Trace shows error propagation:
  [API Gateway] status: 500
    [Order Service] status: 500
      [Payment Service] status: 503
        [Stripe API] status: timeout
        
  Root cause: Stripe API timeout at the leaf span
  Every parent span failed because of this one timeout
  Without traces: you see a 500 at the gateway with no context

Identifying Cascading Failures

Trace pattern during cascade:
  Multiple traces show:
    Service A --> Service B (timeout after 30s)
    Service A retries --> Service B (timeout after 30s)
    Service A retries --> Service B (timeout after 30s)
    
  Service A's thread pool is now exhausted waiting for Service B
  Service C calls Service A --> Service A returns 503 (no threads available)
  
  Traces reveal: Service B is the root cause, Service A is the victim,
  Service C is collateral damage

Common Pitfalls

Broken context propagation. If any service in the chain does not propagate the trace context, the trace splits into disconnected fragments. Test propagation across every service boundary.
Sampling away all interesting traces. Random 1% sampling misses most errors and latency outliers. Use tail-based sampling or always-on sampling for errors.
Too many spans per trace. Instrumenting every function call creates traces with thousands of spans that are expensive to store and hard to read. Instrument service boundaries and significant operations, not every method.
Missing async propagation.
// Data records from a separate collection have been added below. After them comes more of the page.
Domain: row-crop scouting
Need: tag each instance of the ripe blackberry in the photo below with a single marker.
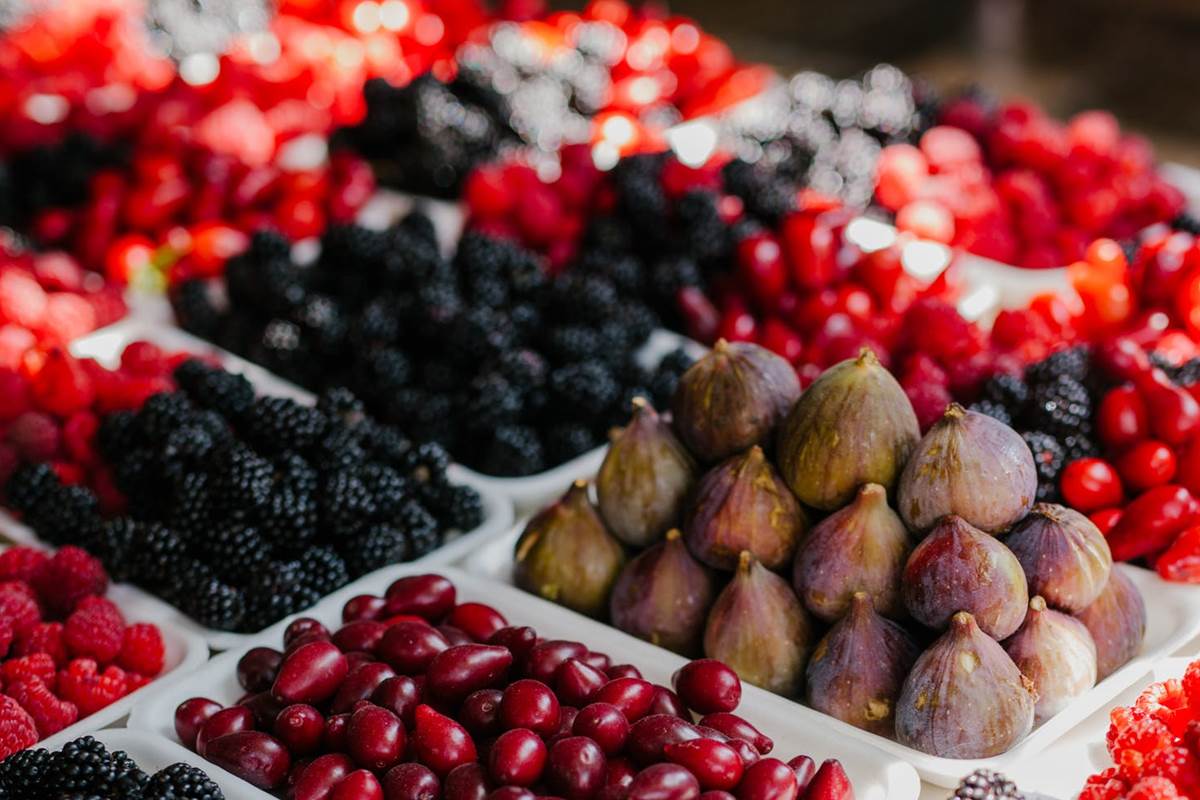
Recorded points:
(225, 392)
(181, 782)
(1062, 407)
(987, 785)
(1049, 459)
(375, 547)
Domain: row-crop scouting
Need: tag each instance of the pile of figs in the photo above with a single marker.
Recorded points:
(823, 548)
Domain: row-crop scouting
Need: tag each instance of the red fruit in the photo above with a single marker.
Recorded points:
(529, 704)
(708, 686)
(831, 782)
(1151, 522)
(1121, 419)
(190, 717)
(1146, 464)
(1090, 483)
(439, 743)
(17, 728)
(715, 764)
(95, 630)
(253, 756)
(70, 576)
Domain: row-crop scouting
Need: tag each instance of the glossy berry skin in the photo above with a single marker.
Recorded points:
(1145, 464)
(517, 758)
(1090, 483)
(529, 704)
(708, 686)
(715, 764)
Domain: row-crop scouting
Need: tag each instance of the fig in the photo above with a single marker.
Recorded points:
(1116, 619)
(853, 426)
(959, 567)
(1063, 554)
(732, 398)
(664, 596)
(964, 698)
(858, 668)
(1056, 653)
(759, 627)
(567, 555)
(645, 479)
(972, 465)
(862, 547)
(743, 504)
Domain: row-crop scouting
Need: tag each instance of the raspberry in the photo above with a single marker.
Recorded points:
(15, 397)
(22, 300)
(63, 386)
(21, 563)
(43, 637)
(49, 714)
(18, 606)
(35, 435)
(70, 576)
(142, 650)
(1153, 788)
(17, 728)
(95, 629)
(39, 666)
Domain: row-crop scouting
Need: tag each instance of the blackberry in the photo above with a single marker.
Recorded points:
(280, 423)
(375, 547)
(987, 785)
(1049, 459)
(1061, 405)
(225, 392)
(181, 782)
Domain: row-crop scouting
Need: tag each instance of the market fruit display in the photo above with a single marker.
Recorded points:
(243, 509)
(85, 768)
(402, 702)
(66, 650)
(935, 601)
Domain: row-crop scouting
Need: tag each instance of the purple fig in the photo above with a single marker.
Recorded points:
(964, 698)
(732, 398)
(971, 465)
(743, 504)
(858, 668)
(567, 555)
(1116, 619)
(645, 479)
(853, 426)
(1065, 555)
(1056, 653)
(862, 547)
(759, 627)
(959, 567)
(664, 596)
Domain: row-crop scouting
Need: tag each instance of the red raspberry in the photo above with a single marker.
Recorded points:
(142, 651)
(49, 714)
(17, 728)
(21, 563)
(15, 397)
(95, 629)
(40, 666)
(43, 637)
(22, 300)
(35, 435)
(18, 605)
(70, 576)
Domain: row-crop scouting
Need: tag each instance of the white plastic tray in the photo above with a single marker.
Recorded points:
(183, 651)
(106, 347)
(153, 753)
(1174, 619)
(875, 775)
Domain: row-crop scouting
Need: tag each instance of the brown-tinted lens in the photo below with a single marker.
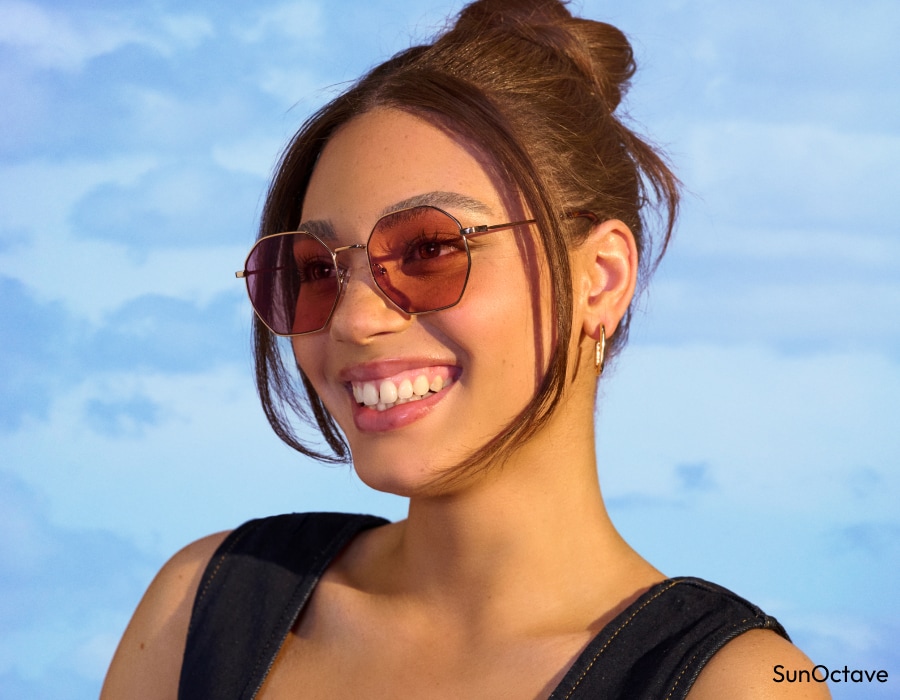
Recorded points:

Trace context often breaks at message queue boundaries. Explicitly inject context into message headers and extract it on the consumer side.
No span attributes. Spans without attributes (user ID, order ID, error message) provide timing but no debugging context. Add relevant business attributes to spans.
Vendor lock-in through proprietary instrumentation. Using vendor-specific tracing SDKs ties you to one backend. OpenTelemetry provides vendor-neutral instrumentation.

Key Takeaways

A trace follows one request end-to-end. Spans are the building blocks, forming a tree that shows timing and causality across services.
Context propagation is the foundation. If trace context does not cross every service boundary, tracing is incomplete and misleading.
Tail-based sampling captures interesting traces (errors, latency outliers) that head-based sampling misses. Use it if your infrastructure budget allows.
OpenTelemetry is the standard for vendor-neutral instrumentation. It supports auto-instrumentation for common libraries and manual instrumentation for business logic.
Traces excel at answering "where is the bottleneck" and "what caused this error cascade." Combine with metrics for breadth and logs for depth.